Repository files navigation

Clean code practices for data scientists

“When I wrote this code, only God and I understood what I did. Now only God knows.”

If you relate to the above quote, I invite you to a bi-weekly series of “Clean code practices for data scientists.” seminars. As data scientists, there are a lot of design topics we can learn from the software development area. We will cover some of these topics in this seminar.

What is This?

We will cover a very brief introduction to the topic and then we will work on a small project together. In these seminars, we will cover the topics to write better codes.

Target Audience

This seminar is for data scientists who want to improve their coding skills. It is not for beginners. It is for people who already know how to code and want to improve their coding skills. We will not cover the details of the topic. We will just mention the topic and then we will work on a small project together.
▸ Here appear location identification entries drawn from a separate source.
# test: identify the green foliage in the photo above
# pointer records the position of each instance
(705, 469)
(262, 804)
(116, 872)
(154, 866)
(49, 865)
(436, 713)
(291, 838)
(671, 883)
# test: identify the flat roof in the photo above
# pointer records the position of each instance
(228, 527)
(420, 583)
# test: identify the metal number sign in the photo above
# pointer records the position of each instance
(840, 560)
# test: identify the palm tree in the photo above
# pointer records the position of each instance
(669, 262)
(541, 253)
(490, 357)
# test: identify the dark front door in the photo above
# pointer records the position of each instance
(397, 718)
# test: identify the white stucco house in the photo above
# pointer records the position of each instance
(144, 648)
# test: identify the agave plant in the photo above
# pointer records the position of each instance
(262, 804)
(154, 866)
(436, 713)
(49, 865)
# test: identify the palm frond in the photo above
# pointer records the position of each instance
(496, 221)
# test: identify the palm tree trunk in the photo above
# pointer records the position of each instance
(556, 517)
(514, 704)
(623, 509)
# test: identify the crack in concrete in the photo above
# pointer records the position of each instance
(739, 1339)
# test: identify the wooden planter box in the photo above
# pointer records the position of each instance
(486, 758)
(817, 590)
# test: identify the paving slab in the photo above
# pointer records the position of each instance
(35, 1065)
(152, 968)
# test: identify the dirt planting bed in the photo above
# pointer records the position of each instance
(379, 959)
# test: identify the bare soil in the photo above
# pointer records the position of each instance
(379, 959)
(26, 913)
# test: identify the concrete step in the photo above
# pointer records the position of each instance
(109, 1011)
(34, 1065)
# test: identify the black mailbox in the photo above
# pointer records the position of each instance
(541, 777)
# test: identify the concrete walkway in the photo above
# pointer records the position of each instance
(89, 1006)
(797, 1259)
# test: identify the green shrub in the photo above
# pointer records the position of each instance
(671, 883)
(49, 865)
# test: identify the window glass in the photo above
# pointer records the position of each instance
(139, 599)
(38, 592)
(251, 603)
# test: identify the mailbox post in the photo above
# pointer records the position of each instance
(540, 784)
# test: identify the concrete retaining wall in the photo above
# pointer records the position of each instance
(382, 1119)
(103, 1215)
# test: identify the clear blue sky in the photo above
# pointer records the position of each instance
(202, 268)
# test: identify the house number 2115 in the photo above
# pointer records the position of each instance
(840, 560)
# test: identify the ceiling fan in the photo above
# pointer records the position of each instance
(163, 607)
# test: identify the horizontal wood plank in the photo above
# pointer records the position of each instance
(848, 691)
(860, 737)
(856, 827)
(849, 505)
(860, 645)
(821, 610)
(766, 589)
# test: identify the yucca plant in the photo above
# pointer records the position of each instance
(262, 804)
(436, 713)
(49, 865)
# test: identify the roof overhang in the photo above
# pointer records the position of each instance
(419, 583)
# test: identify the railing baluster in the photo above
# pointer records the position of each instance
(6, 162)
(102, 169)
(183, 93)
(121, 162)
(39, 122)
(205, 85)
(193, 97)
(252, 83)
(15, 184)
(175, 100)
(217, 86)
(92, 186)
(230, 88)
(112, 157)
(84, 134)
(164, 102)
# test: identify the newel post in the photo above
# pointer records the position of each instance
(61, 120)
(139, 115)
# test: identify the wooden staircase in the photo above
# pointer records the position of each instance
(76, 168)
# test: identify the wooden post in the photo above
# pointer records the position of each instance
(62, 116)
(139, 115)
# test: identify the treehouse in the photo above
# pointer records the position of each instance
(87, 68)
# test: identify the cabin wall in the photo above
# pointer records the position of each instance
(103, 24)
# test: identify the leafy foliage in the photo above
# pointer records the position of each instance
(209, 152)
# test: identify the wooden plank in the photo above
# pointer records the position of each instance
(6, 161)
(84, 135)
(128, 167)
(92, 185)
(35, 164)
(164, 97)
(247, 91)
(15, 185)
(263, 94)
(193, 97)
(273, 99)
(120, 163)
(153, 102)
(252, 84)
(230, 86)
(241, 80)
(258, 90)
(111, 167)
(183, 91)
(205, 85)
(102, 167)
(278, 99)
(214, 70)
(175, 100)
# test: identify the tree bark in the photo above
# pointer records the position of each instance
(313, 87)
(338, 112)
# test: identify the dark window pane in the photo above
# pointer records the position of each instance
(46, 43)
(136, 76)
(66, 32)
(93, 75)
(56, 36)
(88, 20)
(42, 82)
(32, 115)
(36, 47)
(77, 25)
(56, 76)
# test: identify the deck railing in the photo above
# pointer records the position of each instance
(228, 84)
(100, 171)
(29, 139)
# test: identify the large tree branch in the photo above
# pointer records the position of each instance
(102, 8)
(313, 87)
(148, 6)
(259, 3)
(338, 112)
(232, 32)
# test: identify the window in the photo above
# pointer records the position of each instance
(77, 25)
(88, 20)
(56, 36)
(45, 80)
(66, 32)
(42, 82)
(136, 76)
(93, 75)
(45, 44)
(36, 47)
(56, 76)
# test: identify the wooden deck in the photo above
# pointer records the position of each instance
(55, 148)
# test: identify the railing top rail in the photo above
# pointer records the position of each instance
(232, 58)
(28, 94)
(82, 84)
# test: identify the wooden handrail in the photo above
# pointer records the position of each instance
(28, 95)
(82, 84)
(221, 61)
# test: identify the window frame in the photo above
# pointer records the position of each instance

It is up to you to learn the details of the topic. I will provide you with the resources that I used to learn the topic.

Covered Topics

1. Object-oriented Programming:

Open In Colab

Summery:

  1. A class is a user-defined blueprint (Interface is used in more advanced languages)
  2. In Python, classes are advanced dictionary
  3. Each class instance can have attributes attached to it for maintaining its state.
  4. Class instances can also have methods (defined by their class) for modifying their state.
  5. setter and getter methods can be used to act as a proxy for interacting with internal states of class
  6. str, and repr method can be used to prettify a print
  7. Inheritance helps to breakdown your code to hierarchy design
  8. dataclass is an awesome package to define data-oriented classes (vs. behavioral)
  9. you can freeze a class to achieve const behavior
  10. with the help of class, you can use JSON to store states

2. Functional programming and decorators

Open In Colab

Summery:

  1. functional programming paradigm vs. object-oriented
  2. What is a decorator and how to use them
  3. Most useful decorators for DS
  4. Used @singledispatch, @singleton,@lru_cache decorator
  5. introduction to functools package
  6. Learned about closure and how to use them

3. Modules and packages

Open In Colab

Summery:

  1. We created a modules and imported it
  2. Package file structure is reviewd
  3. To define a package, setup.py file is used
  4. We used twine to publish funsql module
  5. We used pip to install funsql module

4. Testing and logging

Open In Colab

Summery:

  1. Design by contract is a programming paradigm that define the interface (inputs and output types) of a component.
  2. Test-driven development is a development process that relies on the test cases, then the code is improved so that the tests pass.
  3. You have to write the test before you write the code. For any new features, you have to write the test first, then write the code to pass the test.
  4. assert is build-in Python statement for writing test units, which is different from raise to handle on the fly errors.
  5. pytest and unittest modules, has more variation for assert.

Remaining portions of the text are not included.